Hmm hears the picture that didnt post


----------



## Mike Wilson (Jan 2, 2007)

THAT's what you want to see!   Nice shot.

-- Mike


----------



## WOODBUTCHER (Jan 2, 2007)

Mike.......nice Jotul insert ! hows the winter over there....supposed to be in the 50's next few days here.


----------



## Mike Wilson (Jan 2, 2007)

Winter, what winter?  I feel like I moved down to North Carolina... which is fine with me!

Yeah, I love the insert, best thing to make it into the home in years.  
Where are you located?  Up here its about 50 degrees or so right now, pretty windy though.   I'm on an "evening burn" schedule because of the temperatures... I burn form 5PM to dawn, with the last load of wood going in at 11PM.  

-- Mike


----------



## WOODBUTCHER (Jan 2, 2007)

I'm located in Northeast CT .....about 50 here with high winds. Burning at night also.........I cant remeber the last time the ground wasnt frozen by January.......the loggers cant skid......the famers cant spread the fields......I just hope winter doesnt finally arrive for easter and we have a short spring......


----------



## Roospike (Jan 3, 2007)

Ah Yes, BLUE flames ........... life is good.

I get a *lot* of blue flames with Hedge wood


----------



## Mike Wilson (Jan 3, 2007)

WOODBUTCHER said:
			
		

> I'm located in Northeast CT .....about 50 here with high winds. Burning at night also.........I cant remeber the last time the ground wasnt frozen by January.......the loggers cant skid......the famers cant spread the fields......I just hope winter doesnt finally arrive for easter and we have a short spring......
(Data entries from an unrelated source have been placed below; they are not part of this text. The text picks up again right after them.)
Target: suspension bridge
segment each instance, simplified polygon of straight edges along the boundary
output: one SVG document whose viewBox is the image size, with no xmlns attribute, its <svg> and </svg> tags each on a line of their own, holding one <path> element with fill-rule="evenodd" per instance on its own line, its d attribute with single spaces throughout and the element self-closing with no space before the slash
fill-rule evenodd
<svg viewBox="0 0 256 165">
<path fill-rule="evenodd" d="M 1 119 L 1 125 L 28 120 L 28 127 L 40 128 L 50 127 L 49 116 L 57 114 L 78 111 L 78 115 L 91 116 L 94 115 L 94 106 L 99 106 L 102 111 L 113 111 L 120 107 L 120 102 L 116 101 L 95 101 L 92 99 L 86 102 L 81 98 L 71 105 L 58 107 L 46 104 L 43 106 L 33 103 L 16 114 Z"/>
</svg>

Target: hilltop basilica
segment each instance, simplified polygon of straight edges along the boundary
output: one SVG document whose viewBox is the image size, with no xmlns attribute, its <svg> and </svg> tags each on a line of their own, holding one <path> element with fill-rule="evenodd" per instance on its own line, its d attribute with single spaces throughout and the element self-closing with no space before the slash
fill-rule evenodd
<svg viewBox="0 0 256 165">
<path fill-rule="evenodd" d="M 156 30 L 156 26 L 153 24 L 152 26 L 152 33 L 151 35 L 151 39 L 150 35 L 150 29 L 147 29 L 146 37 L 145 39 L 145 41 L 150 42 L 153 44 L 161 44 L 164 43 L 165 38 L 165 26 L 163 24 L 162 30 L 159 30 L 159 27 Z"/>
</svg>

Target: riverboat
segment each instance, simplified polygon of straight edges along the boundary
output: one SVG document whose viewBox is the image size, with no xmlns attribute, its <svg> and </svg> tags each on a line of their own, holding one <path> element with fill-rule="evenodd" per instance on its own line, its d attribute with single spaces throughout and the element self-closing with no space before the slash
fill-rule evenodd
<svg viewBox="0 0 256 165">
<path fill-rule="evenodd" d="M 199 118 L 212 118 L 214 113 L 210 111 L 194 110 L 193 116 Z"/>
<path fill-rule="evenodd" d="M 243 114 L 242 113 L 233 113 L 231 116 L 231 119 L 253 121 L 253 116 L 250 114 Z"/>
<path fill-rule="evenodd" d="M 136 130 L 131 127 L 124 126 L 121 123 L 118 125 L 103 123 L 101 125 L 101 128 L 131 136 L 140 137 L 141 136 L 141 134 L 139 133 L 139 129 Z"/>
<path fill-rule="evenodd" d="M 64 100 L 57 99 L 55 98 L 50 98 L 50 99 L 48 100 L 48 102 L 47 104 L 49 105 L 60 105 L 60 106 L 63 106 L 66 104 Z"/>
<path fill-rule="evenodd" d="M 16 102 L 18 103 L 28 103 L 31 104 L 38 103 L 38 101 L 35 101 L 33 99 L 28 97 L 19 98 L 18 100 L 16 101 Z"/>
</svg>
So you're just north of me then, I'm due south of Niantic or Old Lyme.  
Hey, the way we're going, there's not going to be any snow for the first 2 weeks of January... no complaints here, even if we do get a soggy March.

-- Mike


----------



## WOODBUTCHER (Jan 4, 2007)

Mike,
         I'm located right in Pomfret Ctr..........suposed to be 61 on Saturday OMG ! we have to be setting records soon.


----------